Another school year is coming up ahead! You may have settled everything in preparation for the school year. Your child is enrolled, you have bought books and school supplies, and you may even have planned out your child’s packed lunch menu for next month at least. All things that you need to prepare are now ready.
However, is your child ready for school? Is he excited or does he dread the month of June? One of the main reasons why children ready for school is that they are not motivated. Probably, last year was not academically fulfilling for your child so he does not get hyped for the incoming school year at all. As a parent/guardian, what can you do to motivate your child to improve this year? Below is an adapted version of Debbie Pincus’ 10 Ways to Motivate Your Child to Do Better in School:
Keep a relationship with your child that is open, respectful and positive. Stay on your children’s team, don’t play against them. This will allow you to be most influential with them, which is your most important parenting tool. Punishing, preaching, threatening and manipulating will get you nowhere and will be detrimental to you relationship and to their ultimate motivation.
Incorporate the “when you” rule. You may start saying things like, “When you finish studying, you are welcome to use the computer until bedtime.” By sticking to rules like this, you are helping your child learn how to structure, plan, initiate, and persevere.
[Make a move] when you are invited in. If your child is not studying and his grades are dropping, you’re invited in whether he wants you there or not. Help him to set up a structure that he is not able to create for himself. The structure might include scheduled study times, having the computer out in a public place in your home, and setting some rules like “No video games or TV until after homework is done.” This is helping him develop a good work ethic and to focus on his school work. Some kids do better listening to music while they study, but no other electronics or multi-tasking is recommended.
Ask the teacher. If your child’s grades and work habits are not up to par, communicate with his teachers at school. During a Parent-Teacher -Conference, you can set up a plan that may be of help to the child by sitting down with him and his teachers.
Identify a study spot. For younger kids, you may need to sit with your child while doing homework or at least be nearby to help your child stay on track. A quiet location away from siblings may be needed or perhaps he does better in a room near others. Help him experiment on what works for them. Once you discover what works best, stick to it.

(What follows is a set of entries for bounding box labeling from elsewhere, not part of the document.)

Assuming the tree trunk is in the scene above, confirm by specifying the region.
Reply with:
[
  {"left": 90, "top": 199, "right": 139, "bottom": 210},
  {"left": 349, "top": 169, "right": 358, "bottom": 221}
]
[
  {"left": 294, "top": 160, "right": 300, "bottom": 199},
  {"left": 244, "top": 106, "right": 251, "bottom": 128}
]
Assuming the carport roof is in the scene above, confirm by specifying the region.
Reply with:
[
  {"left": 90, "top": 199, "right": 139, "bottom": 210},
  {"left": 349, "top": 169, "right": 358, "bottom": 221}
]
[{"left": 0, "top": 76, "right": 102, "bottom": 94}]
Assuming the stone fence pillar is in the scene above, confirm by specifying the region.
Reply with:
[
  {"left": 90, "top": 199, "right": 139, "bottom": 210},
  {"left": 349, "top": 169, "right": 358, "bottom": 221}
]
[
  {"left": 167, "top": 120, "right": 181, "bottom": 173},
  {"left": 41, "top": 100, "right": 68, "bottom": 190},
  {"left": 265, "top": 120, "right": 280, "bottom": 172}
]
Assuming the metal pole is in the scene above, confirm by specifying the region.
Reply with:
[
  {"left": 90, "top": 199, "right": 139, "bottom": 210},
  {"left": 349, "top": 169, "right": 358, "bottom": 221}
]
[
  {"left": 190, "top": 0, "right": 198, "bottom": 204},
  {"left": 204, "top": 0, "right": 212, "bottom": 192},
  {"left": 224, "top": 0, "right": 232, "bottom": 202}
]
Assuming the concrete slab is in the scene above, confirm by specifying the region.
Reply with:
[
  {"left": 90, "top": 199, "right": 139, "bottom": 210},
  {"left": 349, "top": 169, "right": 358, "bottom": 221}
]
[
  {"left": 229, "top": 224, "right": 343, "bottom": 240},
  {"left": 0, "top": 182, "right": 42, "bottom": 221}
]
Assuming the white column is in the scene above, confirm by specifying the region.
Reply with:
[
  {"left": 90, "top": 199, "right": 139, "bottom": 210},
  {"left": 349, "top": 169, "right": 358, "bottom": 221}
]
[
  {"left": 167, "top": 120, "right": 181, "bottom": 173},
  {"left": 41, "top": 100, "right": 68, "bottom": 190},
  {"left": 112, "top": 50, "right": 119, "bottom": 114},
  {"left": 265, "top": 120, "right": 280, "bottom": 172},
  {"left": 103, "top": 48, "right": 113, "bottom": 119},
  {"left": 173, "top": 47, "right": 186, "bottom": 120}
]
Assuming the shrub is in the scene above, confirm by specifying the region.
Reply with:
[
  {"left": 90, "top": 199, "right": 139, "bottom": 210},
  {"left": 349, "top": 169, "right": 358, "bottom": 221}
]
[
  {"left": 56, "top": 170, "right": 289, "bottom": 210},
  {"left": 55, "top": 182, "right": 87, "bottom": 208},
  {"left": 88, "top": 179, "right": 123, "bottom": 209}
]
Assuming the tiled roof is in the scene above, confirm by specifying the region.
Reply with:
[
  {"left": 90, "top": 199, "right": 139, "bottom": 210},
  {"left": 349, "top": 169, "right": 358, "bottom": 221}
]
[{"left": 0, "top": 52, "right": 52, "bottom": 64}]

Break it down. Decide together with your child whether or not it will be helpful for you to help break down assignments into small pieces and organize on a calendar what should get done each day. School work can get overwhelming, so it may be best to conquer them bit by bit.
Be kind but firm. Try your best to be a parent who is kind, helpful, consistent and firm versus punitive, over-functioning and controlling. Try to put the focus on supporting and encouraging him instead of worrying and nagging.
[Evaluate:]Lack of motivation or anxiety? Recognize that so much of your child’s lack of motivation (or what looks like irresponsibility) might be his own anxiety or shame about academics and schoolwork. While a little anxiety can motivate, too much blocks your child’s ability to think and to have access to the part of the brain that helps him with motivation. Keep your emotions in check by recognizing that it’s your child’s anxiety at play rather than his laziness. Your job is to not react to his anxiety or your own.
Teach life balance. Rather than go crazy over your child’s grades, help him to balance his life with friendships, other activities, volunteer work and family activities. Remember that school is just one part of a child’s life. Academic success does not define your child; rather it is one area that would help to mold him into the person that he can be.
Don’t futurize. When we see our child seeming to have no interest in his life, it’s easy to start fast forwarding into the future. Minding only the negative things will create friction. Instead, focus on your child’s positive traits and help him work on those in the present. Focus on the things that make a developed, and successful person, not just academics and grades. Help your child develop in social, creative, and emotional ways.
For a student to achieve academic success, it is important that he gets support from the school as well as from the home. Together, let us motivate to elevate our students to the next level of their academic potential.